"What am I doing with my life": An examination of my underlying motives for continuing my work on this website

After however many months of complete inactivity, I've finally caved and started using neocities for its intended purpose again. My job has brought me into much closer contact with "shitty" (barebones) websites than I have been before, and it might have actually been the tipping point for me to start caring enough about html to update this site. The idea of having an absolutely dogshit quality website compared to professional product is honestly kind of exciting to me, and I feel like it's one of the purest forms of using and interacting with the the internet. Like, how much closer to the soul of the internet do you get than having tiny file sizes and web design that could be displayed on a computer from 2003?

There's a lot about the 2000s that I know I should be glad to have avoided, but some parts of it are really nostalgic to me in a way that is accentuated by my missing out on them. I was thinking about it the other day, and I can't help but wonder if the popularity of microblogging-type things like this among trans people of my age are due at least in part to not getting to really experience them as a child. As always, When you didn't get to grow up living the life you wanted, it seems only natural that you would use your years of newfound freedom to give yourself the childhood you were robbed of. If I couldn't be a teenage girl on the internet when I was a kid, I may as well be a teenage girl on the internet now, roleplaying a period of time that may have never existed in this form. It's kind of comforting to think about.
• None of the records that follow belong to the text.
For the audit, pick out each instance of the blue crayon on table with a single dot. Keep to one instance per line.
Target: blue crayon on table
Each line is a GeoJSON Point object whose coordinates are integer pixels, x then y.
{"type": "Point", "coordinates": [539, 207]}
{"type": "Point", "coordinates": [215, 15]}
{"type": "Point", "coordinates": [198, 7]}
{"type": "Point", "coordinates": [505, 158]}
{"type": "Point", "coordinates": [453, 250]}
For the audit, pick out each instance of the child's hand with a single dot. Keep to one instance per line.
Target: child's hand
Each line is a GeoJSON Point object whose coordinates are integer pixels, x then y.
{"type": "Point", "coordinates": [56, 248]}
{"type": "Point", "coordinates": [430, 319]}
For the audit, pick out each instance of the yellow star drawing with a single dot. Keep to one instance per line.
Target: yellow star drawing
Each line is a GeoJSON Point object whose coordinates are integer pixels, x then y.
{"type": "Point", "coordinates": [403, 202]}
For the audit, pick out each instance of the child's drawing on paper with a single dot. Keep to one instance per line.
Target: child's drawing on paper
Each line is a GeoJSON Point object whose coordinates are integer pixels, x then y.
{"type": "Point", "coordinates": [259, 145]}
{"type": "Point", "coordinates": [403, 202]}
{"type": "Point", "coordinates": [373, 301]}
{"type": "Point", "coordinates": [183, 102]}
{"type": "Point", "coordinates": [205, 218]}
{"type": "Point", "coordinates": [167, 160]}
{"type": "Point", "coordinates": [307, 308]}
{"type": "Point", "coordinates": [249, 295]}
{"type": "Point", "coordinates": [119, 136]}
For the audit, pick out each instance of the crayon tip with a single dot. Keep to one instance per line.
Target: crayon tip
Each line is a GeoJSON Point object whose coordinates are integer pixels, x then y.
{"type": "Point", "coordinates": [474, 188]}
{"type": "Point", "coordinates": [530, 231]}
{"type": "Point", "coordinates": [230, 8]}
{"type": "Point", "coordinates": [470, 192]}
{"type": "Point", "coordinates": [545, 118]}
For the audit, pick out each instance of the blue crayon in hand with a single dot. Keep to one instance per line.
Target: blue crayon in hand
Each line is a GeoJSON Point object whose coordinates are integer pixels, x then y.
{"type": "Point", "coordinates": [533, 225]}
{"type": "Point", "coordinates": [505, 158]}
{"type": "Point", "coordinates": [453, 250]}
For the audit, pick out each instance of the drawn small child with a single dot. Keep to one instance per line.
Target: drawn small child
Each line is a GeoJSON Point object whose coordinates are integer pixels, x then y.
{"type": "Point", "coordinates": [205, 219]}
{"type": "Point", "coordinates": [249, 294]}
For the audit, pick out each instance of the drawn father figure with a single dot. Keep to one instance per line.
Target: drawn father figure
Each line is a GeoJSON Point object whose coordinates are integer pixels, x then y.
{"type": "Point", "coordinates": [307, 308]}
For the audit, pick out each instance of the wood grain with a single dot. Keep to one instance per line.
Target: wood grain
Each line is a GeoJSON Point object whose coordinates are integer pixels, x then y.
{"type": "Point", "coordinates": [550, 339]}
To be honest, playing at blogger on neocities and editing html brings back memories of daycare in elementary school playing pokemon and kirby and hanging out with other girls (a weird notion to think about, that I was hanging out with girls as someone who did not yet know they were a girl). Those years carry with them a certain innocence and unabashed authenticity that the activity of writing out one's thoughts directly onto the internet evokes; I was not afraid of being weird then, and I am not afraid of doing this now. The reclaiming of my life as something for me has been a years-long struggle, and I've had to fight through a lot of mental walls that I've put up for my safety, but I feel like I'm closer to living as who I want to be every day. I have spent so many of my formative years telling myself to stop being so weird or stop taking up so much space or stop trying to convince yourself that you're a girl and it was fucking exhausting. I don't want to live like that anymore; I can be a guy for work or family or whoever needs that, but I can't lie to myself about who I am and what I want and need.

Hopefully, writing these entries out will be a productive way of getting me to think about useful concepts in a decent headspace while also honing my skills in building a shitty website. I like this so far.